Q: Have you had an "Aha Moment" interacting with ClackyAI?
Li: Yes — for example, when importing a project, it automatically sets up the development environment right away. Globally, we might be the only ones doing this.
Many tools jump straight to writing code, with the agent installing the environment as an afterthought. That's actually the biggest gap in the development process. Environment configuration is so complex that it's the highest barrier to entry for human programmers.
We're trying to automate this with AI, getting your environment ready. When our users, myself included, see it — "wow, this is incredible" — the database is connected, the project is running, days of manual work saved.
Another interesting thing: sometimes you only have a rough idea in mind, not described in detail, and the solution it gives is better than what you imagined. Like when I said I wanted a blog sharing feature — it found the right place for it, implemented it cleanly, and filled in the details. That moment, you think, "Yeah, that's the aha moment."
Q: Across your ventures from Cywin to ShowMeBug, what's been your biggest lesson?
Li: The essence of entrepreneurship hasn't changed. It's always "make something people want."
People say programmers have no money and won't pay, but that's superficial. Cursor has already shattered that perception: when your value is strong enough, users will pay.

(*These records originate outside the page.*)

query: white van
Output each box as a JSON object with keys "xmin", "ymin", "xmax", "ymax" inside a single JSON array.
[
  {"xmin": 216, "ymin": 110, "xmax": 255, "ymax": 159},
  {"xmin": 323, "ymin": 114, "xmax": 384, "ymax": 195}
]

Entrepreneurship should return to first principles — starting from a non-consensus insight, seeing the mountain as not-a-mountain, then going deep and doing one thing exceptionally well. AI coding is exactly that. It's刷新 many people's认知 and opened up the programmer market, because AI coding is the easiest scenario to close the loop.

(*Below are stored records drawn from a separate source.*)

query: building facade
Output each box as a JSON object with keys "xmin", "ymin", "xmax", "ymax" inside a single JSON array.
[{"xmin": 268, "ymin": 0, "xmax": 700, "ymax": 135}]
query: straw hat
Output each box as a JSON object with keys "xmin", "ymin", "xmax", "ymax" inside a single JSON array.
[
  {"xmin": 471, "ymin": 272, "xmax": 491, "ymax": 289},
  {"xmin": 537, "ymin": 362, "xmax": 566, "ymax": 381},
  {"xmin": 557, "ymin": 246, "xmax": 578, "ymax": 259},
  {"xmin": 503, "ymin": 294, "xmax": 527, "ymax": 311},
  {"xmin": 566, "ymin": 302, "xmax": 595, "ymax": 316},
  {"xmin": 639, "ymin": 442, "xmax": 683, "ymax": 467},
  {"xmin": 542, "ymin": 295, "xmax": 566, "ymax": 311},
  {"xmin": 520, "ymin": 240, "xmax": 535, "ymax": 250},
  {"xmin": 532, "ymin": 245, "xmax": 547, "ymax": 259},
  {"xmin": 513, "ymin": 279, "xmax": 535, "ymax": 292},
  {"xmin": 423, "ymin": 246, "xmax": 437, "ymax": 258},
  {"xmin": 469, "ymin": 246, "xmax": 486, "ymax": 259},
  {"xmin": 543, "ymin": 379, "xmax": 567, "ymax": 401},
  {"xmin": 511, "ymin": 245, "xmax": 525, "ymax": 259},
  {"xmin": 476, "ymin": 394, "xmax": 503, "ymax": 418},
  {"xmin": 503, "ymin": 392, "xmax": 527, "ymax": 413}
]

Over the past 20-30 years, computing infrastructure was the bottleneck; demand was far from unleashed. SaaS tried to cover everyone with standardized products, with limited personalization. But if AI coding becomes rich enough to drop R&D costs from millions to hundreds of thousands or even tens of thousands, customized demand will explode — massively.
Some worry efficiency gains will put programmers out of work, but I see short-term fluctuation, long-term explosive growth.
Q: So you don't think AI coding will be winner-take-all, but rather many vertical niches and professional know-hows will emerge?
Li: Exactly. ClackyAI is fundamentally a system, a productivity base, but the application layer will blossom in a hundred flowers. In the past, a thousand people with the same need might still be too niche — but not anymore. What people call "one-person companies" now — one person building a product at very low cost, serving a small group, and making a good living.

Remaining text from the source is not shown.